First, what is a wiping stain? Wiping stains are transparent or semi-transparent coatings that color the wood and accentuate grain by creating definition and bringing out the woods natural character. Stains should be applied directly to the bare wood surface. Stains merely provide color; although I said coating in the previous sentence, stains do not provide a protective film. Wiping stains are constructed of pigment, solvent and binder/resins. The resins in them can, and will, be the reason for adverse effects on the performance of your sealers and topcoats if not applied correctly or with compatible finishes. Some finishers like to blend their own stains by just using colorants and a solvent. Although this will provide you with color to be wiped, you can have issues down the line with color bleed, fade, adhesion and wrinkles without a binder present.
Many finishers prefer using wiping stains for the ease of use and the ability to adjust the hue of color in the application process of wiping on or off. Some VERY important rules that you must remember when using a wiping stain, stir your stain frequently to maintain a consistent color, be sure to WIPE IT OFF and allow it to DRY properly. Here are some common reasons why we get “color shift” when using wiping stains.
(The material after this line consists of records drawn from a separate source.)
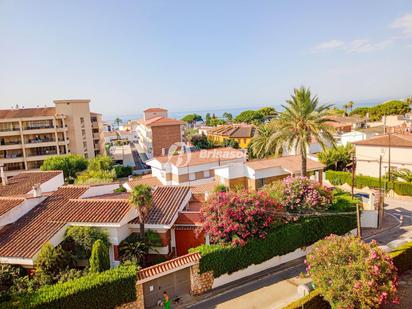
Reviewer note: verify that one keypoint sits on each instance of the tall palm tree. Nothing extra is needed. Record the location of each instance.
(302, 120)
(141, 198)
(262, 145)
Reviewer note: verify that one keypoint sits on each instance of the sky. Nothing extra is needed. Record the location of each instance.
(202, 55)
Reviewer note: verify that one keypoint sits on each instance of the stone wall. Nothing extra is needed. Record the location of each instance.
(200, 283)
(138, 303)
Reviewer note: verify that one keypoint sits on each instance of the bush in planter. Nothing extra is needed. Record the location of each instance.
(300, 194)
(352, 274)
(236, 217)
(99, 260)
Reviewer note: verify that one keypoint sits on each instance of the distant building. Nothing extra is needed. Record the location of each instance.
(240, 133)
(30, 135)
(156, 132)
(396, 146)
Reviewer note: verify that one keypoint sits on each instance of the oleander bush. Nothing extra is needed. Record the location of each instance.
(286, 238)
(350, 273)
(95, 290)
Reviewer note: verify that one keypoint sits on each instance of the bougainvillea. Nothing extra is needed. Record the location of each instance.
(301, 194)
(235, 217)
(351, 273)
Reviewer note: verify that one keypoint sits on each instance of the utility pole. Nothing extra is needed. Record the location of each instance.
(380, 215)
(358, 219)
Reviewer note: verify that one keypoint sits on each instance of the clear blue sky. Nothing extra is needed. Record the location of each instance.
(197, 55)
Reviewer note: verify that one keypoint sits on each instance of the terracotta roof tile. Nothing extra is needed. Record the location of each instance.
(154, 271)
(27, 112)
(166, 203)
(7, 204)
(289, 163)
(201, 157)
(23, 183)
(92, 211)
(25, 237)
(396, 140)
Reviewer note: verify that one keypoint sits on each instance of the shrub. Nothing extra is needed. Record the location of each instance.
(123, 171)
(301, 194)
(222, 259)
(50, 262)
(83, 238)
(99, 260)
(96, 290)
(352, 274)
(237, 217)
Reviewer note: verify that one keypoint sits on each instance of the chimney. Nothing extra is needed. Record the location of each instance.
(3, 177)
(36, 190)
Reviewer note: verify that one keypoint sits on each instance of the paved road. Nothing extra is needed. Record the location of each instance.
(261, 293)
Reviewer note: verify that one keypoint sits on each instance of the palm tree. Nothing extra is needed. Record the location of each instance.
(350, 105)
(141, 198)
(262, 144)
(118, 121)
(302, 120)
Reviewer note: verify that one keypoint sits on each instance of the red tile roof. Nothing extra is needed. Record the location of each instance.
(27, 112)
(92, 211)
(289, 163)
(396, 140)
(23, 183)
(166, 203)
(8, 203)
(156, 270)
(25, 237)
(155, 109)
(202, 157)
Sanding—The type of sanding material and grit will affect both color and appearance. Sanding all substrates to the same grit will not always produce the same color. Solid wood should be sanded with a lower grit to open the profile, plywood sand one to two grits finer than the solid wood to even the colors, veneers sand one to two grits finer than the plywood to blend in with the other two substrates without getting too dark. i.e.; solid 120, plywood 150-180, veneer 220-240.
Dwell time—Allowing the stain to penetrate into the substrate for different time rates will affect the color. Wipe on/off will produce light color; longer dwell time will produce a darker color. Here in this photo, you can see the stain was wiped off at 10 seconds, 30 seconds, 1 minute and 2 minutes. The other difference in this picture (7) is that the same stain was applied on maple plywood, sanded the same on both boards but one plywood was MDF core the other plywood core.
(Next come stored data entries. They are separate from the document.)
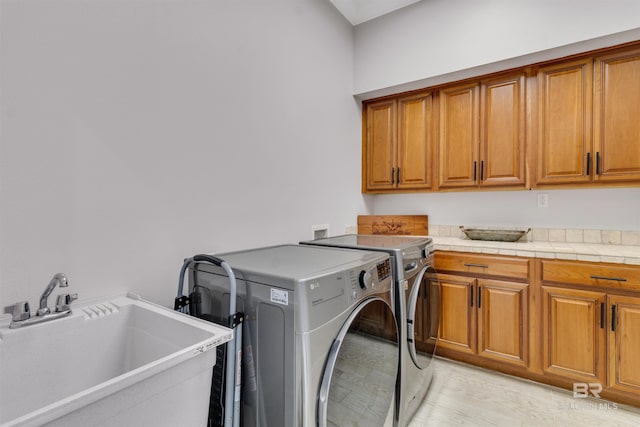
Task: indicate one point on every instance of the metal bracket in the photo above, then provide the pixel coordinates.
(235, 320)
(180, 302)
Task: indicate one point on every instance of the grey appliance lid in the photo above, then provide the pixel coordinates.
(378, 242)
(286, 265)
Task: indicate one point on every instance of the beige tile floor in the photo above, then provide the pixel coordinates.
(463, 395)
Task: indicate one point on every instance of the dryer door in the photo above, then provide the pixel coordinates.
(359, 380)
(423, 314)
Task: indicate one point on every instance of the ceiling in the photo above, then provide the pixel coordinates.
(359, 11)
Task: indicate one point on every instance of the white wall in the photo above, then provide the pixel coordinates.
(436, 41)
(135, 133)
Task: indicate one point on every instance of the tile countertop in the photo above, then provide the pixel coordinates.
(620, 254)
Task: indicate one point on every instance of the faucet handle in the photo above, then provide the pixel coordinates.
(64, 301)
(21, 311)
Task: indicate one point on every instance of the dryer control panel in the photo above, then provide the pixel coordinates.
(371, 279)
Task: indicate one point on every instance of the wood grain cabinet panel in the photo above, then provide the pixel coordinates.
(573, 334)
(415, 142)
(486, 318)
(458, 138)
(397, 143)
(564, 118)
(380, 144)
(502, 131)
(617, 116)
(597, 275)
(482, 133)
(457, 314)
(485, 265)
(624, 344)
(502, 324)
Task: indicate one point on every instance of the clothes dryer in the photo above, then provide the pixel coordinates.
(418, 308)
(317, 347)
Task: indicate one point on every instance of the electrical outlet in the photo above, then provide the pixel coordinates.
(543, 200)
(351, 229)
(320, 231)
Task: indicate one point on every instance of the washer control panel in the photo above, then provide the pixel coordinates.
(370, 278)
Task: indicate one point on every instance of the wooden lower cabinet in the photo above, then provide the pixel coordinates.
(558, 322)
(458, 317)
(624, 344)
(502, 321)
(484, 317)
(573, 334)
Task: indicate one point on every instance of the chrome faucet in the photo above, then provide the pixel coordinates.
(59, 279)
(22, 314)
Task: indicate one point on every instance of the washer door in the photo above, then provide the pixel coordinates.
(423, 315)
(359, 379)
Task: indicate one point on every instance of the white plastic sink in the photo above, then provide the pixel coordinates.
(118, 362)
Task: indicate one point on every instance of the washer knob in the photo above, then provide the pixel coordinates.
(365, 279)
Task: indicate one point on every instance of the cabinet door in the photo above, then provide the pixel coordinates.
(573, 333)
(380, 145)
(415, 141)
(624, 344)
(457, 329)
(617, 116)
(564, 123)
(502, 321)
(458, 138)
(502, 131)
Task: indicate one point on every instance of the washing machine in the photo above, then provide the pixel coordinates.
(417, 298)
(318, 347)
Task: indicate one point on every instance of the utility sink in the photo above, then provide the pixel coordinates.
(121, 361)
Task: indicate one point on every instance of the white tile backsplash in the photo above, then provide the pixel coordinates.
(554, 235)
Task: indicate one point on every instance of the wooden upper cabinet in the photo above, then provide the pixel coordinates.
(482, 133)
(397, 143)
(616, 123)
(380, 145)
(502, 131)
(458, 139)
(564, 117)
(415, 130)
(572, 122)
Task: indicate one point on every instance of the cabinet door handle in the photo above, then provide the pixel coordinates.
(476, 265)
(615, 279)
(613, 318)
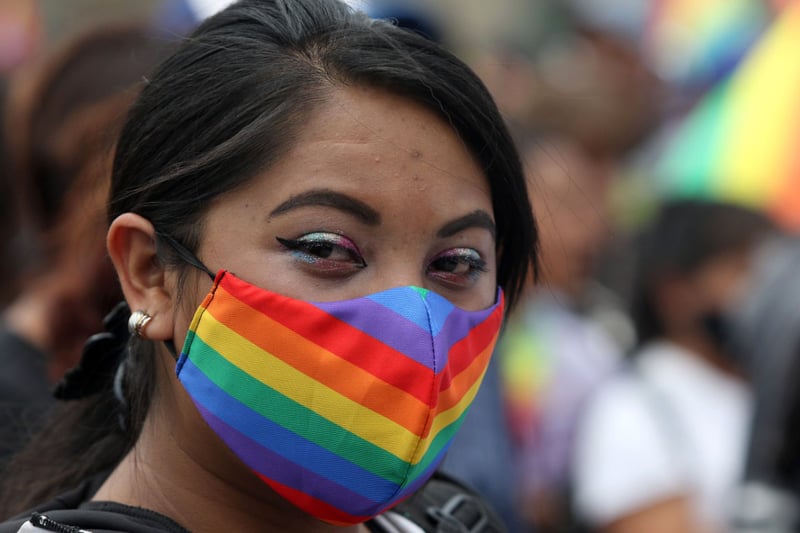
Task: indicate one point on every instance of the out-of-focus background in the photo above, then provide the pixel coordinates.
(646, 383)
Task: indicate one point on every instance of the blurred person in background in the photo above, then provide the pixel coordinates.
(578, 110)
(63, 113)
(661, 445)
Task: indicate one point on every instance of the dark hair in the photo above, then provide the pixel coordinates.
(685, 236)
(230, 103)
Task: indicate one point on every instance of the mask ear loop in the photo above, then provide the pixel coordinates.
(190, 259)
(187, 256)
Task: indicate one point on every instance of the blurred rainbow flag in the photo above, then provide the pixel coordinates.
(698, 42)
(742, 142)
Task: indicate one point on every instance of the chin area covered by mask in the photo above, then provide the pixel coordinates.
(344, 408)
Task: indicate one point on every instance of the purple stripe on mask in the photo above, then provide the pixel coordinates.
(288, 473)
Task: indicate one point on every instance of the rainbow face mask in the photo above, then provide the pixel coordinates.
(344, 408)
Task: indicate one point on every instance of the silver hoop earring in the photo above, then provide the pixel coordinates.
(137, 322)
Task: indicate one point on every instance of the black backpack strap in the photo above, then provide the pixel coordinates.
(445, 505)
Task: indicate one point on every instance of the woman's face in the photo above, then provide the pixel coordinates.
(376, 193)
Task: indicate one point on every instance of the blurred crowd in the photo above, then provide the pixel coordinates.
(645, 384)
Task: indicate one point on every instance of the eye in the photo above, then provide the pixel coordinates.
(325, 252)
(459, 267)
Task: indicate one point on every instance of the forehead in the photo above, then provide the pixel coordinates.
(374, 144)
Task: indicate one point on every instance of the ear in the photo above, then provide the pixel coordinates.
(132, 246)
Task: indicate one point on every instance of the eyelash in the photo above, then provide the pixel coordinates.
(316, 248)
(466, 257)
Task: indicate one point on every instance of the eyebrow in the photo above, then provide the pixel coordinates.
(329, 198)
(476, 219)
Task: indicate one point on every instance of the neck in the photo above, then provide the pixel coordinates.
(164, 474)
Wiping technique—Wiping excess stain off with a clean rag vs. dirty saturated stain rag will give you consistent color and better adhesion. Type of rags, cotton, cotton blend or polyester will absorb and affect color left behind. Not fully wiping off your stain will lead to adhesion problems or color bleeding up into the clear coat which can cause a stain blush, or the stain will migrate itself out of the coating and become sticky a year or two down the road.
Conditioner—Wiping a clear base stain on the surface of the wood before the stain color will control some of the blotchiness that can occur in open grain or pores areas. Conditioners fill the open “thirsty pores” so the color stains penetrate more consistent as well as less than if not conditioned. When conditioning you must allow it to dry before applying the color stain to receive the effect and appearance you’re after. If conditioner is left too long before color stain is applied, the effects of the conditioner can be lost and color can shift. Be consistent in time frames. In this picture, the right side was conditioned before staining.
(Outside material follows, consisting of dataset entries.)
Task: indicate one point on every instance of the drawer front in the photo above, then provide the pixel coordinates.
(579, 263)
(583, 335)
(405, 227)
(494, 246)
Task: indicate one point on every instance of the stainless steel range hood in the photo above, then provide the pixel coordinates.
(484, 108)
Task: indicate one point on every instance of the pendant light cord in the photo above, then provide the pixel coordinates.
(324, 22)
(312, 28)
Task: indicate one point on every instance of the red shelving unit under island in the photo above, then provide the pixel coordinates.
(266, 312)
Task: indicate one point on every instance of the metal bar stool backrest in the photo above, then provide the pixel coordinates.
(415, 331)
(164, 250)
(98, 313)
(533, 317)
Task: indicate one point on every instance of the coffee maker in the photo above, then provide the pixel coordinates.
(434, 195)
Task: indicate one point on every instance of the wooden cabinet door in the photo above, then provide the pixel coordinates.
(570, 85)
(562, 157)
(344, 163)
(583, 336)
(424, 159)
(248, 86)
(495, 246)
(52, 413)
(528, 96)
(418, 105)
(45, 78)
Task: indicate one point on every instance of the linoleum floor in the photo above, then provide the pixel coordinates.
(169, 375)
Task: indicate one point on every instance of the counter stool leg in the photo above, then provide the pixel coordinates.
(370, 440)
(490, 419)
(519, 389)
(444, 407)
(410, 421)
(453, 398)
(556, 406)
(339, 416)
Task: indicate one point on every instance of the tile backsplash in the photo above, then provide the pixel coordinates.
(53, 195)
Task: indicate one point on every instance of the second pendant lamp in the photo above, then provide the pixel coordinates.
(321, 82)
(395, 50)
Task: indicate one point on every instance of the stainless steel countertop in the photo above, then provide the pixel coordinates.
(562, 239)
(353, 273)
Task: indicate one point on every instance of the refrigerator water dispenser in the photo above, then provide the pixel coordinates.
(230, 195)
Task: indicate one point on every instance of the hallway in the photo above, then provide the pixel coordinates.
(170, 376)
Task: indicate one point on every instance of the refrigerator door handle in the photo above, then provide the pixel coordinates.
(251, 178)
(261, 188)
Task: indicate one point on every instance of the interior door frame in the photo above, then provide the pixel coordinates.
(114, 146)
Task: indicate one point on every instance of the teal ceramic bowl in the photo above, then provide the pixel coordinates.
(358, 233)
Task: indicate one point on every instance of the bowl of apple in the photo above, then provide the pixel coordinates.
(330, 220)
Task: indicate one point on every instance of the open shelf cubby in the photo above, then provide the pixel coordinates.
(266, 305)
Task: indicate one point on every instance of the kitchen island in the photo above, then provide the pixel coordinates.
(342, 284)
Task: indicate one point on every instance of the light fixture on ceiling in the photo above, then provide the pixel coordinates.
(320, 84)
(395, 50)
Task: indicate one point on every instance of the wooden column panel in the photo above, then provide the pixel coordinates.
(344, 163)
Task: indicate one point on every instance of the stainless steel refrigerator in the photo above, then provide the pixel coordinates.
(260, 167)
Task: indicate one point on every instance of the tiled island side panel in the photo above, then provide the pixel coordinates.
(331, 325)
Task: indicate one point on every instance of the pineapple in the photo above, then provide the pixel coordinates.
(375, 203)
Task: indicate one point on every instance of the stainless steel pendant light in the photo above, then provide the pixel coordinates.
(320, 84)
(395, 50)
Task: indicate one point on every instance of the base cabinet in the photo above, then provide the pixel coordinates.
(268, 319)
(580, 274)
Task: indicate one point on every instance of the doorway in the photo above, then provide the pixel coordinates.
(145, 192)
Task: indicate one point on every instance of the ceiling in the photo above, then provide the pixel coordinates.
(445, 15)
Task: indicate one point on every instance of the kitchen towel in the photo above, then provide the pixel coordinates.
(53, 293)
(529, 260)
Time frame from sanding to staining can affect color appearance. Wood is always moving, moisture, humidity, temperature, what and how you sand today will not have the same profile tomorrow.
The temperature of the board will affect how the satin penetrates and dries. When the board is a warm temperature the stain applies evenly vs. cold temperatures causing an uneven blotchy effect. See Picture
Dry times will affect the color. Rushing the topcoat before the stain is dry will change the final color when it is cured. This picture shows what will happen if the application is altered. The board on the left was all steps applied and allowed to dry correctly. The middle board was cutting the dry times down. The far right board shows rushing the system, doing all three steps within 5-10 minutes of each other. Notice the last color where it was rushed also shows signs of color bleed and blushing of the sealer to topcoat
Pigment load—Stains have a binder that controls the pigment load excepted. When using a stain that is in excess of the pigment load or intermixing incompatible colorants or stains, inconsistency and adhesion will occur. Then real SHIFT HAPPENS. Here is a picture of what happens when we want to add a stain into our clear coat to shade.
Substrates—Staining solid wood, stain penetrates less. Plywood, stain penetrates deeper, reflects the appearance of the type of core underneath and can show slight blotchiness due to cut of veneer layup. Veneers will become saturated quickly so fine sanding is necessary to avoid dark blotchy stain areas. Even when using the same stain on different woods species your color will change. Remember the natural color of the wood will always influence the color of stain. This picture shows the same stain applied to Ash, Cherry, Oak, and Maple
Texture or grain will shift the color appearance
These are just a few ways our stain can shift in color. In my next blog, we will talk about other influences on color shift like clear coats, lighting and sheens. Happy Thanksgiving everyone.